The Market Week in Review

The U.S. stock market ended the week higher amid U.S. and China trade optimism and better than expected corporate earnings.  Interest rates also moved higher due to the U.S. and China trade optimism as the 10-year treasury yield rose from 1.76% last week to 1.80% today.  The price of gold rose 0.9% to $1,508 an ounce amid expectations of a Federal Reserve rate cut next week.  Meanwhile the price of crude oil jumped 5.6% to $56.71 a barrel as a potential U.S. and China trade deal eases concerns of global economic growth.

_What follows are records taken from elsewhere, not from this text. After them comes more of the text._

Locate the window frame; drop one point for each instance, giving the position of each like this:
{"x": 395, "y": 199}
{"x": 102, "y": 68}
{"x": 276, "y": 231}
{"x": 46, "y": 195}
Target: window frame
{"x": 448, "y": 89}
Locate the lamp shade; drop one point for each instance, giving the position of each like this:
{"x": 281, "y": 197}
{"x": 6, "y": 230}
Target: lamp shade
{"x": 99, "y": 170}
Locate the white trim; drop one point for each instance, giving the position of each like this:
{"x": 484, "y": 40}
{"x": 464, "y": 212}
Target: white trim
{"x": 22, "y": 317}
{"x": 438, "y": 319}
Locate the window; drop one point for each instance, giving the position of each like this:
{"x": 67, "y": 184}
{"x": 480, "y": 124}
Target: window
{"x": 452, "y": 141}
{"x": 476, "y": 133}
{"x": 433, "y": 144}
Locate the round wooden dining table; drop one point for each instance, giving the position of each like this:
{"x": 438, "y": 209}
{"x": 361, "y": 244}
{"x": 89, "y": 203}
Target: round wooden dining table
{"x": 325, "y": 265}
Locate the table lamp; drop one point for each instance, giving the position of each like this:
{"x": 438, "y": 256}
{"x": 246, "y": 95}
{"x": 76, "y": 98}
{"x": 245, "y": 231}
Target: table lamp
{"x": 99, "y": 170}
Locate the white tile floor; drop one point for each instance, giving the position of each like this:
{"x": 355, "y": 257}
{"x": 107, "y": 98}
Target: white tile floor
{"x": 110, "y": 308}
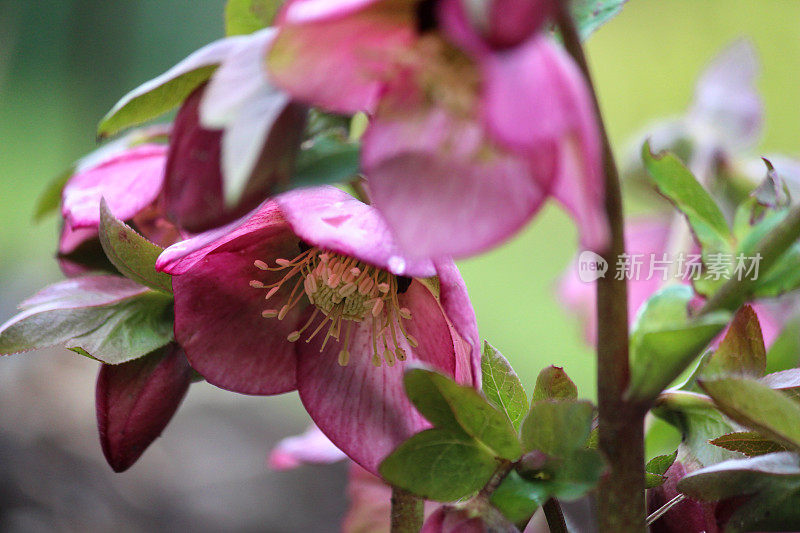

This Week's Economic Highlights

  • Approximately one year ago the ISM manufacturing index was over 60% but has since dropped to 47.8% as manufacturers experience their biggest contraction since the 2008-2009 recession.  (Readings below 50% indicate worsening manufacturing conditions.)  The decline in the index reflects a slowdown in global economies and worsening trade between the U.S. and China.

  • The ISM non-manufacturing index, a measure of service-orientated companies, dropped form 56.4% in August to 52.6% in September, its lowest reading in three years.  Much like the ISM manufacturing index, the ISM non-manufacturing index has been falling from its high of 60.8% last year but still remains above 50%.  (Readings below 50% indicate worsening manufacturing conditions.)

  • Initial unemployment claims rose by 4,000 to 219,000 for the week ending September 28th.  Meanwhile the more stable four-week average of initial claims was unchanged at 212,500.  Continuing unemployment claims, which lags initial claims by a week, fell by a slim 5,000 to 1.65 million.  Both initial and continuing unemployment claims remain near historic lows.

  • The U.S. added 136,000 jobs in September, coming in below the expected 150,000.  Despite the relatively low monthly increase in September, both August’s and July’s jobs numbers were revised upward for a combined 45,000.  Meanwhile the unemployment rate dropped from 3.7% to 3.5% and the wage growths year-over-year rate fell from 3.2% to 2.9%.


“The market can only know what is knowable.  It can’t resolve uncertainties that are unresolvable.  So, when there is a large amount of economic uncertainty out there, there’s going to be a large amount of volatility in prices.”